The development indicates that there will be no need to wait for tracking a flight in a disaster. The entire world could not trace Malaysian Airlines Flight MH370 in March 2014 with 239 people on board.
At the World Radiocommunication Conference in Geneva, it was decided that the frequency band 1087.7-1092.3 MHz will be allocated to the aeronautical mobile-satellite service (Earth-to-space) for reception by space stations of Automatic Dependent Surveillance-Broadcast (ADS-B) emissions from aircraft transmitters.
The frequency band 1087.7-1092.3 MHz is currently being utilized for the transmission of ADS-B signals from aircraft to terrestrial stations within line-of-sight.
The World Radiocommunication Conference (WRC-15) has allocated this frequency band in the Earth-to-space direction to enable transmissions from aircraft to satellites. This extends ADS-B signals beyond line-of-sight to facilitate reporting the position of aircraft equipped with ADS-B anywhere in the world, including oceanic, polar and other remote areas.
WRC-15 recognized that as the standards and recommended practices (SARP) for systems enabling position determination and tracking of aircraft are developed by the International Civil Aviation Organization (ICAO), the performance criteria for satellite reception of ADS-B signals will also need to be addressed by ICAO.

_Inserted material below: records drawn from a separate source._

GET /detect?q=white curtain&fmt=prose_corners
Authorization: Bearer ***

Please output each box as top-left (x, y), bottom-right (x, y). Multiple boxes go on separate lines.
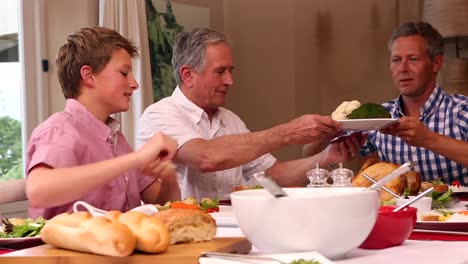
top-left (99, 0), bottom-right (154, 148)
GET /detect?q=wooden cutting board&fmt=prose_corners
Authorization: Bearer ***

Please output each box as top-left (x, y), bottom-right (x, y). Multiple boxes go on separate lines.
top-left (1, 237), bottom-right (251, 264)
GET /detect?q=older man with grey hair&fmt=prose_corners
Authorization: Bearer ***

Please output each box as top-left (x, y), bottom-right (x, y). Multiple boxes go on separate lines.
top-left (137, 28), bottom-right (363, 199)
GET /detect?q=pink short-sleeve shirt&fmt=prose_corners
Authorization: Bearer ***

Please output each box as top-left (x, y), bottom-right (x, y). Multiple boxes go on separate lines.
top-left (26, 99), bottom-right (154, 219)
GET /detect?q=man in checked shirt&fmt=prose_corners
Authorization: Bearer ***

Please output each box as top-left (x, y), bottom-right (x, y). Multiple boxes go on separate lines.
top-left (358, 21), bottom-right (468, 184)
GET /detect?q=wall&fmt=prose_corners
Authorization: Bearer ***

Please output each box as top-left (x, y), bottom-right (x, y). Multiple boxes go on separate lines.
top-left (38, 0), bottom-right (427, 162)
top-left (44, 0), bottom-right (99, 115)
top-left (40, 0), bottom-right (424, 161)
top-left (3, 0), bottom-right (428, 216)
top-left (224, 0), bottom-right (423, 161)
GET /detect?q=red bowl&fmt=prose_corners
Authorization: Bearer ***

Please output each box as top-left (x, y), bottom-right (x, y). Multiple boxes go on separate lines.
top-left (359, 205), bottom-right (417, 249)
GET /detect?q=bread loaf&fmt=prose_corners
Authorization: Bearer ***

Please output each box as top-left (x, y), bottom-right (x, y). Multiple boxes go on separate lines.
top-left (421, 181), bottom-right (449, 193)
top-left (357, 157), bottom-right (380, 173)
top-left (49, 211), bottom-right (92, 227)
top-left (420, 214), bottom-right (440, 221)
top-left (353, 161), bottom-right (421, 201)
top-left (353, 162), bottom-right (406, 201)
top-left (405, 171), bottom-right (422, 195)
top-left (104, 211), bottom-right (170, 253)
top-left (40, 212), bottom-right (136, 257)
top-left (154, 209), bottom-right (216, 244)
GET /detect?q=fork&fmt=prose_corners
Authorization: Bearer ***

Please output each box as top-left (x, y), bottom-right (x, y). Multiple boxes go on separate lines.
top-left (0, 211), bottom-right (13, 233)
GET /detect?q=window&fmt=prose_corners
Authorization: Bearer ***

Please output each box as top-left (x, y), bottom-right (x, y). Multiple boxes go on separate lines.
top-left (0, 0), bottom-right (22, 180)
top-left (0, 0), bottom-right (47, 182)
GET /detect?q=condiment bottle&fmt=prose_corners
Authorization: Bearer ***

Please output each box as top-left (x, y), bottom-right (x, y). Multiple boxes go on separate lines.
top-left (306, 163), bottom-right (330, 187)
top-left (330, 163), bottom-right (354, 187)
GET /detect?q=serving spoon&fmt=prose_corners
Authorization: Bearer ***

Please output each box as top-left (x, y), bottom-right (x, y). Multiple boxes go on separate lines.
top-left (252, 171), bottom-right (287, 198)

This agreement follows the disappearance of Malaysian Airlines Flight MH370 in March 2014 with 239 people on board, which spurred worldwide discussions on global flight tracking and the need for coordinated action by ITU and other relevant organizations.
In its special meeting on global flight tracking, which took place in Montréal, 12-13 May 2014, ICAO encouraged ITU to take urgent action to provide the necessary spectrum allocations for satellites to support emerging aviation needs.
In October 2014, the ITU Plenipotentiary Conference meeting in Busan, Republic of Korea, instructed WRC-15 to consider global flight tracking in its agenda.
ITU Secretary-General Houlin Zhao said: “ITU will continue to make every effort to improve flight tracking for civil aviation.”